Sadly MANY people take dogs to shelters between these puppies are between the age of 6 months to 1 year. People think puppies are 'adorable' when they are small. Then when the dog is no longer a baby and the big puppy is too rowdy or going through their chewing stage, the adopter returns the dog to the shelter. Educate your puppy and avoid this scenario - you will determine whether your puppy becomes a well-behaved, well-tempered dog. Your role as educator begins the moment you bring your puppy home - houstraining, walking on a leash, "table manners,"and following simple commands are not genetically programmed skills.

Housetraining

Housetraining your puppy is a vital part of your puppy's education.
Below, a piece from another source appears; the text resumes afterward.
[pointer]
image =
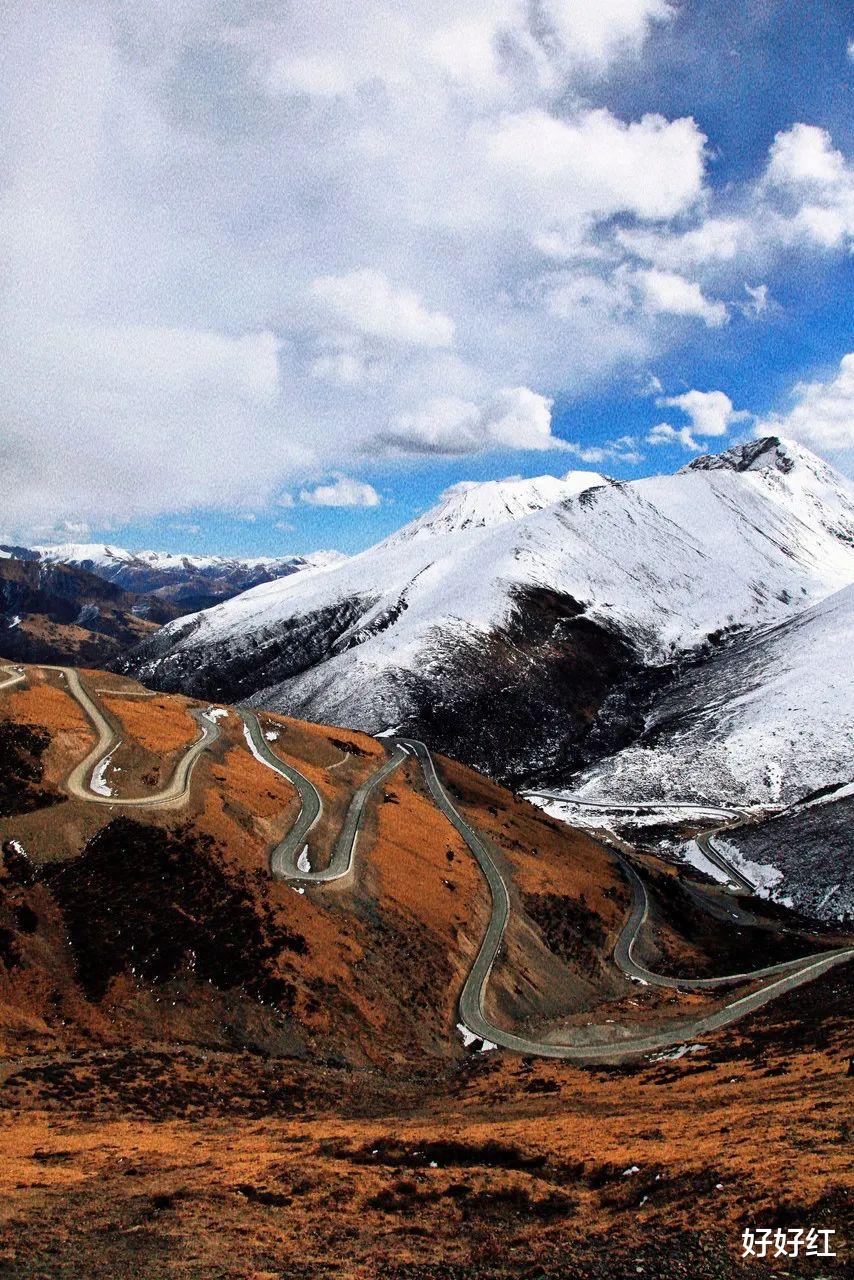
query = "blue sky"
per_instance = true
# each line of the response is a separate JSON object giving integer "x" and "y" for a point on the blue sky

Housetraining requires some patience, skill, and as always, love on your part. Given the right combination of these, your puppy should be making fewer puddles on your favorite oriental rug and more in the great outdoors. Remember that once trained, you are responsible for disposing of your puppy's waste while on a walk or in the park. For more information on housetraining, see the ASPCA guide.

Play

Puppies have a lot of energy and you should encourage them to release that energy constructively. Play time is also an excellent opportunity to train your puppy. You should not play 'rough' with puppies because they will continue to play rough when they become an adult. Supervise children playing with the puppy. Often, children will play rough with the puppy, thus teaching the puppy that aggression is an acceptable form of play.

Dogs generally need safe chew toys - do not give them household objects, like old shoes, because they teach the puppy that socks and shoes are chew toys and she will not be able to distinguish between non-chewable shoes and chewable ones. Also, these items may contain toxins that if ingested in high enough levels can harm the puppy.